CUDA drivers for Dell T7400 with nVidia TESLA K20Xm GPU
The next machine (which also has a TESLA K20Xm GPU), is a Dell T7400 with an old (but working fine) nVidia Quadro NVS300 (“NVIDIA Corporation GT218 [NVS 300] (rev a2)”). I tried the the CUDA-drivers installation run file, which I understand has options to install drivers, cuda drivers, cuda samples, etc. Again, I first shutdown the lightdm service and blacklisted nouveau. After installation, I experienced similar problems. The graphics drivers were disrupted. I then tried removing the K20 GPU drivers “nvidia-uninstall”, and trying again but using PPA and first 418 and then 430 drivers, again no luck. This workstation also now has the same issue with the login loop.

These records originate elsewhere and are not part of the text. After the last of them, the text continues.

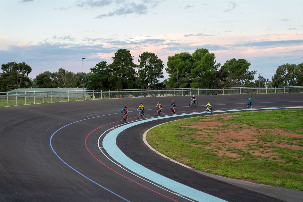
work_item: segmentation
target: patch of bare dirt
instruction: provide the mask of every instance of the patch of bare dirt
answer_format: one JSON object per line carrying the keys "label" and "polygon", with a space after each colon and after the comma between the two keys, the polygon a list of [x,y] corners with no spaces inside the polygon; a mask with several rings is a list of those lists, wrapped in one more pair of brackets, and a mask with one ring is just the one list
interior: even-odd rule
{"label": "patch of bare dirt", "polygon": [[[223,116],[221,118],[227,120],[235,116]],[[277,147],[292,150],[303,149],[303,147],[298,145],[300,140],[292,140],[290,141],[278,138],[279,136],[302,137],[303,135],[301,134],[294,134],[277,128],[272,130],[258,128],[243,125],[241,124],[205,122],[215,119],[214,117],[210,117],[208,119],[201,119],[201,122],[193,122],[191,125],[183,126],[195,128],[196,131],[192,133],[191,136],[196,139],[209,142],[206,146],[194,144],[191,144],[191,145],[212,150],[220,156],[236,158],[243,157],[243,152],[244,152],[246,154],[249,152],[254,155],[278,159],[276,153],[272,152]],[[263,141],[264,139],[261,138],[267,137],[268,134],[271,135],[269,138],[271,138],[272,142]]]}

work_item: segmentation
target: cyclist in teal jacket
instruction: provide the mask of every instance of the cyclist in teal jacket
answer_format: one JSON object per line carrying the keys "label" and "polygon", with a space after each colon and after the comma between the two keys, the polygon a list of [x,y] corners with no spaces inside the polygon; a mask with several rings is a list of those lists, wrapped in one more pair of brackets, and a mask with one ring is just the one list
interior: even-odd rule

So my question: i) How does one correctly install the nVidia GPU drivers alongside a graphics card (without disrupting the graphics card drivers as, understandably, the GPU has no graphics port). Also, how does the DKMS work with nVidia drivers, and should I be using that? (All I understand is that it maintains kernal builds which is useful for future updates, re-builds of the kernal).
These two machines are part of a cluster which is running Infiniband without a switch, it was tricky to get this fabric up and running with the Mellanox drivers so I don’t wish to go-about re-installing Ubuntu 16.04 (also a lot of work/configuration has been done since which I don’t want to have to re-do). Can someone please suggest what I can do to get the GPUs running on these machines.
This is driving me crazy, I feel it shouldn’t be this hard!
Help would be greatly appreciated. Many thanks in advance!